As more and more sectors of the economy become ripe for a digital revolution, the costs of Europe’s cosseting of established companies are mounting. Consider cars. Until recently, the car industry was mature and slow moving: vehicles got gradually better each year but didn’t change much. Now, suddenly there is the potential for revolutionary change. Clean electric cars could displace dirty ones fuelled by diesel and petrol. Connected cars could harness mobile communication technologies to offer both drivers and passengers better information, entertainment, safety, navigation and other services. Self-driving cars could provide everyone an electronic chauffeur, liberate space in cities, free up commuting time and slash the number of road deaths caused by human error.

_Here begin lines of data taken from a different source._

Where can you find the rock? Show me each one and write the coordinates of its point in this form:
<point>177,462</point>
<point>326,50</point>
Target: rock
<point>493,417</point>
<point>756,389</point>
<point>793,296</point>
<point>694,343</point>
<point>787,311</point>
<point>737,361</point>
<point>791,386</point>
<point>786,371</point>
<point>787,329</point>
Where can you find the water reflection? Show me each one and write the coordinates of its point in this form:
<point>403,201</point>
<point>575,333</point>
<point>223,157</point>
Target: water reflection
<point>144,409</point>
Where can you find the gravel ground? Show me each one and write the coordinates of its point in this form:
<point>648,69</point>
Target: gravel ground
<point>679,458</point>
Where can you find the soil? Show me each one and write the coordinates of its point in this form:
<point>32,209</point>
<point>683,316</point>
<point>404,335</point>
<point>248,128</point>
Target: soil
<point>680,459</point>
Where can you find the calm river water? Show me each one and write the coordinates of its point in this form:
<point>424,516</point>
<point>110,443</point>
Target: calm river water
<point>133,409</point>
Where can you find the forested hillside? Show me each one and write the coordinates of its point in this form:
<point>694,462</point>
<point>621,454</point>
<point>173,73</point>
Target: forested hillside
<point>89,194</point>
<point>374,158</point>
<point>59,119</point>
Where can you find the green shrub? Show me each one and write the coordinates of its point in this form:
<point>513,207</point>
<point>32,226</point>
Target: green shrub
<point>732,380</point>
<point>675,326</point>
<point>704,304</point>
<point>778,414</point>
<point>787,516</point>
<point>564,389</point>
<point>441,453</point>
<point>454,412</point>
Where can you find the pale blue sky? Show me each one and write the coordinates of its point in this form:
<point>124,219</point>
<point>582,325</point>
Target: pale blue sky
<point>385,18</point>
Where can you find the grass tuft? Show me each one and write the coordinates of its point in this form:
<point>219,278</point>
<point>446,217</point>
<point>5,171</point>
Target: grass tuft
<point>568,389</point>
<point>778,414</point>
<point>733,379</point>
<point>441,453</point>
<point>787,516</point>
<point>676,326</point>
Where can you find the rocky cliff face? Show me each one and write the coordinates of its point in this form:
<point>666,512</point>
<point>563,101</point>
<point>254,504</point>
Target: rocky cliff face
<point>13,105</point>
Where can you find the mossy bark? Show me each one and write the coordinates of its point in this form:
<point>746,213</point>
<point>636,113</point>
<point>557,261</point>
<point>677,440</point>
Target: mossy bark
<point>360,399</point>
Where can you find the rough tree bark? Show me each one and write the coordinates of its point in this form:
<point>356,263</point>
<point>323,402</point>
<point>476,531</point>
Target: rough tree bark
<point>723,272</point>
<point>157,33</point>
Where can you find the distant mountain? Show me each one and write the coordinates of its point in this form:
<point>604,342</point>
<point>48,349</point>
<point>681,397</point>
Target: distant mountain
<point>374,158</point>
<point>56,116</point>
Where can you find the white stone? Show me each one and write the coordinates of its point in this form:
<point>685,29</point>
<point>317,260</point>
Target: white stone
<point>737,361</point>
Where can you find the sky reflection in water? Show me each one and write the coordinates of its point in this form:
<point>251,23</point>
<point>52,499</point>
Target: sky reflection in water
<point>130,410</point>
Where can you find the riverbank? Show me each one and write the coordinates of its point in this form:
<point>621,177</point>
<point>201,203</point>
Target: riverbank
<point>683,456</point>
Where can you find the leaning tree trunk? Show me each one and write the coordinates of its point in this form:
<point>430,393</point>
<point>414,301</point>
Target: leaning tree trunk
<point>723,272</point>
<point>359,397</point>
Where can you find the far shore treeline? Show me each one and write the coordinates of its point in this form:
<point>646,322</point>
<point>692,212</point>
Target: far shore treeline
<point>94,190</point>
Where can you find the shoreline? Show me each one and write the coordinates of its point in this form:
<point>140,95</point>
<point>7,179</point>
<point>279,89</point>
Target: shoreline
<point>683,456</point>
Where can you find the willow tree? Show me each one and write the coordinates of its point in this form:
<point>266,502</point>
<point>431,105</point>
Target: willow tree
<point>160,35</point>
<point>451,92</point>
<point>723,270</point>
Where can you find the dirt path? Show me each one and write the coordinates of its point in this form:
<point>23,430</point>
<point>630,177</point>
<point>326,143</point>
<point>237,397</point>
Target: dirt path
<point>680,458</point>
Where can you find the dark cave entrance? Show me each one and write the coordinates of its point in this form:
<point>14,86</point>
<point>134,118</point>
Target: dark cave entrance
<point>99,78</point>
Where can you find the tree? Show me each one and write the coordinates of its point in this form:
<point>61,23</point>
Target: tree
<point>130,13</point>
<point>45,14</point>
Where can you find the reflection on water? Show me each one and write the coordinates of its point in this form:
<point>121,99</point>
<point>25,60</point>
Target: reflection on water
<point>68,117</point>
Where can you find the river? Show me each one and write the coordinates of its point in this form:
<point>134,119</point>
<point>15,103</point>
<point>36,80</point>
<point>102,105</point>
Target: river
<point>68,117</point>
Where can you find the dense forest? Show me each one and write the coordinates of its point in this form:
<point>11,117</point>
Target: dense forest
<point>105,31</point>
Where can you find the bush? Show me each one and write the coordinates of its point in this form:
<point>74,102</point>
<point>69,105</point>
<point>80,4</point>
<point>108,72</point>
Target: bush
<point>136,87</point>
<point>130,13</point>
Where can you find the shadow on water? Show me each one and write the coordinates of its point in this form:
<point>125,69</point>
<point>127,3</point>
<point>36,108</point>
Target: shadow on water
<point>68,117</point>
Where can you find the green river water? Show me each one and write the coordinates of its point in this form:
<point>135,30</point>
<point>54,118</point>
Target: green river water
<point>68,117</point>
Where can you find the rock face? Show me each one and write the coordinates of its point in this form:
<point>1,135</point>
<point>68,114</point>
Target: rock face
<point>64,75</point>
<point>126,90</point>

Those would be huge benefits. But this potential for dramatic, disruptive change is disturbing for established car companies. They remember what happened to Nokia: the Finnish company dominated the global mobile-phone market until Apple’s iPhone and Google’s Android came along and the ensuing smartphone revolution blew it away. Might an electric-car company like Tesla soon eat their lunch too? Might connected cars become like smartphones, where most of the profits go to the providers of the operating system and the app store, rather than the manufacturers of the physical commodity? Might Google’s – or Uber’s – autonomous cars drive traditional European cars off the road altogether?

Yes, they might – and to avoid getting overtaken, European carmakers need to put their foot on the accelerator. But because they fear they are going to lose the race, they are trying to throw sand in their rivals’ gears instead. And since both national and EU policymakers are beholden to car lobbies – cars are Germany’s biggest exports and Germany is the EU’s most powerful member – car companies that feel threatened by change that would benefit European citizens and the rest of the economy are dictating public policy.

But what’s good for Volkswagen isn’t necessarily good for Europe as a whole. For years, Germany’s biggest car company has poisoned our air by fitting illegal devices that enabled its dirty diesel engines to cheat EU emissions standards. And what happened when this deceit was discovered? Even though nitrogen oxide pollutants are known to cause respiratory diseases and other health problems, the European Parliament decided to raise permitted emissions levels instead of insisting that Volkswagen produce cleaner cars and take dirty ones off the road.

This corporatist approach that prioritises the interests of existing companies over the public interest has infected the EU’s digital policy too. The EU’s digital commissioner, Germany’s Günther Oettinger, unabashedly seeks to advance German business interests. Not the interests of German digital start-ups stunted by domestic red tape, underinvestment and a risk-averse culture, but those of the dinosaurs from the analogue age who feel threatened by American competition and are looking to Brussels for protection. “It must not happen that Google makes future products such as cars or televisions and European companies remain the role of the supplier [sic],” he says.

Of course, it would be great if European companies were successful. But the best way to achieve that is not to protect existing companies that cannot compete, but to open up opportunities for dynamic challengers that may displace the dinosaurs or spur them to reinvent themselves for a digital age. And the most important thing is that Europeans are able to benefit from digital progress. Even if American companies do end up capturing a big chunk of the market, Europeans would still be better off. After all, would you swap your iPhone or Android for a clunky old Nokia?